La date de consolidation est fixée au 31 janvier 2017. À cette date, Mme [I] était âgée de 46 ans.
Ses aptitudes et sa qualification professionnelle ne sont pas précisées. Il est seulement établi qu’à la date de la déclaration de maladie professionnelle, elle travaillait pour la société depuis 38 ans et qu’elle était affectée à un poste de conditionneuse depuis 15 ans.
Le barème indicatif précise que pour une limitation moyenne de tous les mouvements de l’épaule non dominante (ce qui correspond au cas de Mme [I]), le taux d’IPP peut être fixé à 15 % et que pour une limitation légère de tous les mouvements de l’épaule non dominante, ce taux peut être fixée à 8 à 10 %.
Le médecin conseil de la caisse qui a conclu à un taux d’IPP de 16 %, indique : 'séquelles d’une tendinopathie de la coiffe des rotateurs gauche, chez une droitière, reconnue en maladie professionnelle, traitée chirurgicalement, à type de raideur moyenne de l’épaule'.
La société sollicite la fixation d’un taux d’IPP de 6 % sur le fondement d’un mémoire du docteur [T], son médecin conseil. Celui-ci rappelle l’état antérieur (syndrome du défilé thoraco-brachial gauche et périarthrite scapulo-humérale gauche). Il expose que cet état antérieur entraîne une mobilisation réduite du membre supérieur. Il ajoute que 'les amplitudes sont juste à la frontière 90 ° et que la fourchette d’IPP se situerait au sens large entre 5 et 16 %'. En conclusion, il propose 'un taux compris entre 3 et 8 %', qu’il estime plus précisément à '6 %'.
L’état antérieur est établi par le certificat médical initial qui mentionne un syndrome du défilé thoraco-brachial gauche et une périarthrite scapulo-humérale gauche.
Toutefois, le taux proposé par le médecin conseil de la société est contredit par les conclusions du docteur [W], désigné par le tribunal, qui a retenu que :
'- Mme [I], née le 5 septembre 1960, ouvrière en chocolaterie, a déclaré une MP 57 A gauche et obtenu dans le même temps un taux d’IPP de 5 % pour une MP 57 A droite
— l’examen montre une absence d’amyotrophie (qui s’explique par la bilatéralité des lésions), des mouvements complexes non réalisés, une diminution de la force de serrage, des douleurs malgré le traitement antalgique, une raideur articulaire
— compte tenu de ces éléments et de l’existence d’un état antérieur (syndrome du défilé thoraco-brachial en 1999), un taux d’IPP de 10 % est justifié'.

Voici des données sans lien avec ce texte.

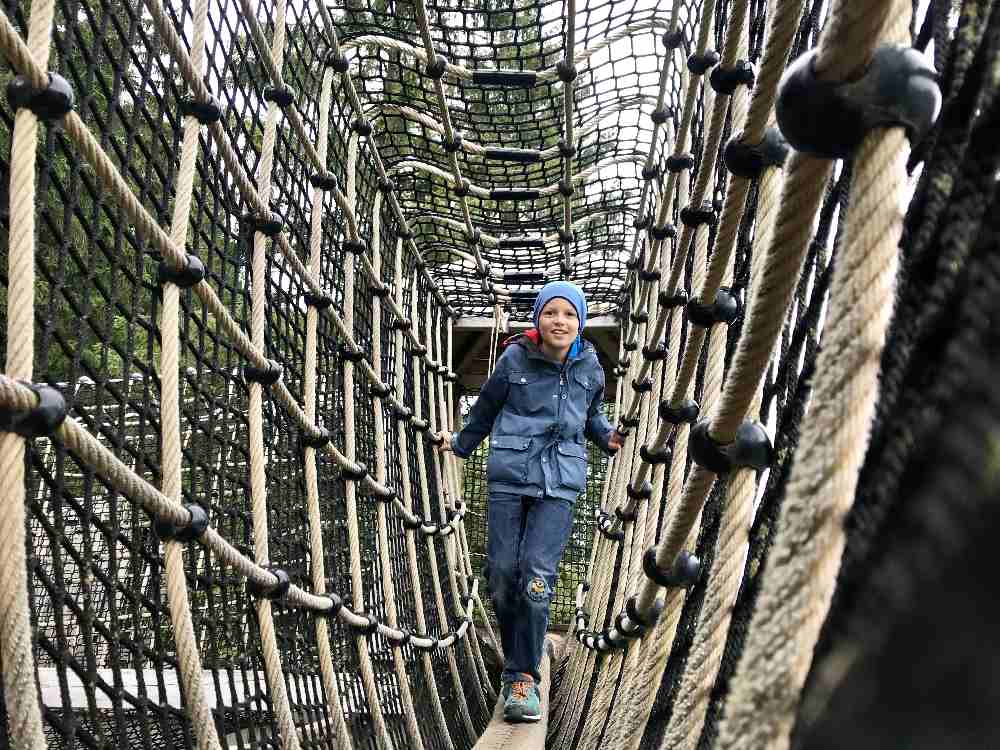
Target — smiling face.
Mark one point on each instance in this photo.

Les conclusions du médecin désigné par le tribunal sont clairement motivées et le taux retenu par le docteur [W] est conforme à ses constatations : mouvements complexes non réalisés, diminution de la force serrage, douleurs persistantes et raideur articulaire, prise en compte de l’état antérieur.

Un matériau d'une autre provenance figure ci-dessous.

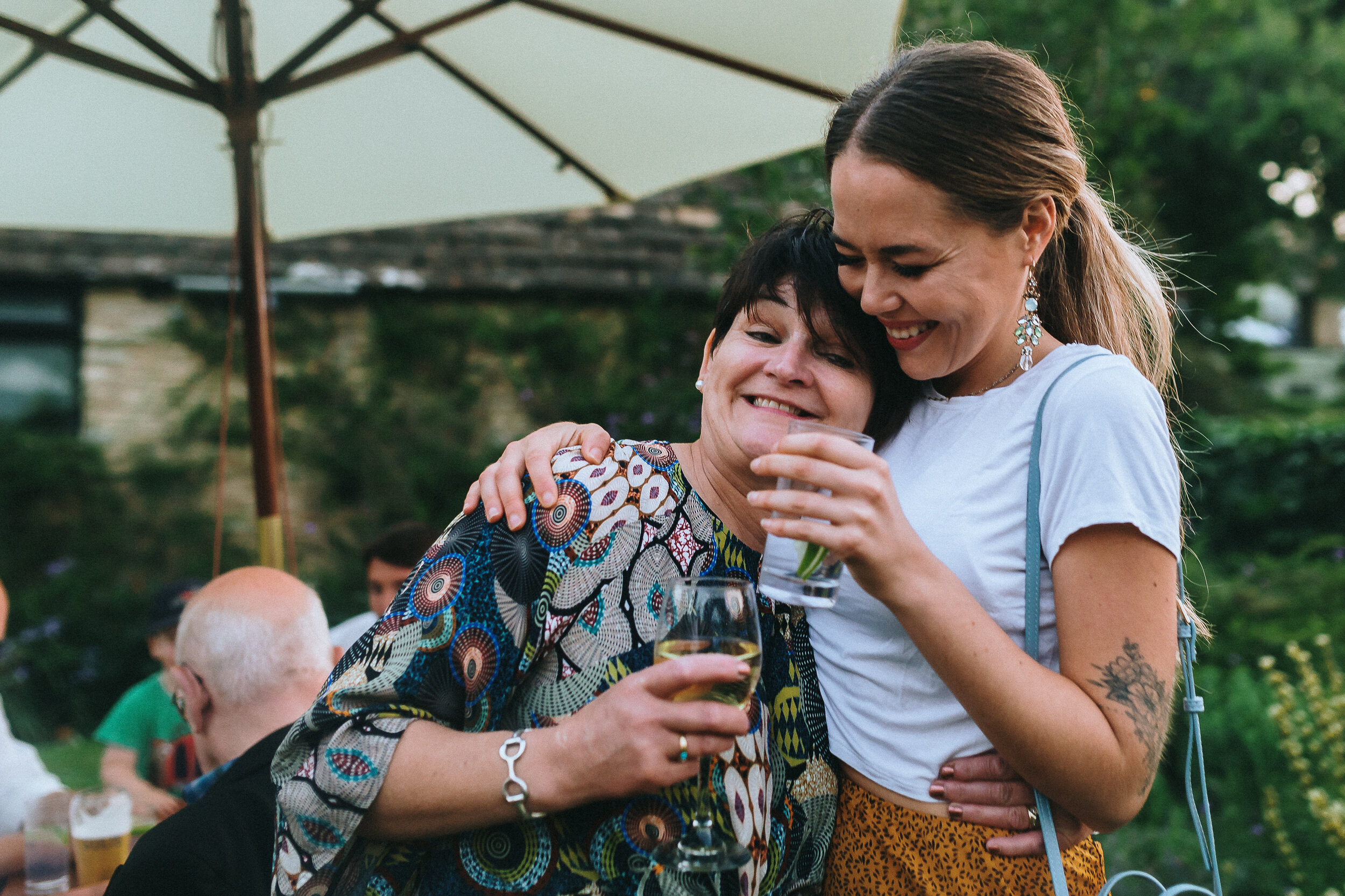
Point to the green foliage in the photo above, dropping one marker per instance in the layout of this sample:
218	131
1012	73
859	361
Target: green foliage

Les éléments avancés par la société qui se limitent à la production d’un mémoire de son médecin conseil, sont insuffisants pour contredire les conclusions du docteur [W] et justifier qu’une nouvelle mesure de consultation médicale soit ordonnée.
Compte tenu de ces observations, il convient de fixer le taux d’IPP à 10 % dans les rapports caisse/employeur.
Le jugement sera donc confirmé sauf à rectifier le dispositif du jugement en ce sens que la maladie de Mme [I] n’est pas datée du 15 mars 2014 mais qu’elle est datée du 15 octobre 2014.
Ainsi, le jugement sera rectifié en ce sens que la mention du dispositif '15 mars 2014' doit être remplacée par la mention '15 octobre 2014'.
Ajoutant au jugement, la société sera déboutée de sa demande de désignation d’un médecin expert aux fins de consultation médicale.
Succombant, la société sera condamnée aux dépens d’appel.
PAR CES MOTIFS
La cour,
Vu l’arrêt rendu le 6 juin 2024 par la 2ème chambre civile de la Cour de cassation ;
Rectifie le jugement du 26 septembre 2019 du tribunal de grande instance de Rouen en ce sens que la mention du dispositif '15 mars 2014' doit être remplacée par la mention '15 octobre 2014';
Confirme le jugement déféré ainsi rectifié;
Y ajoutant,
Déboute la société [5] de sa demande de désignation d’un médecin expert aux fins de consultation médicale;
Condamne la société [5] aux dépens d’appel.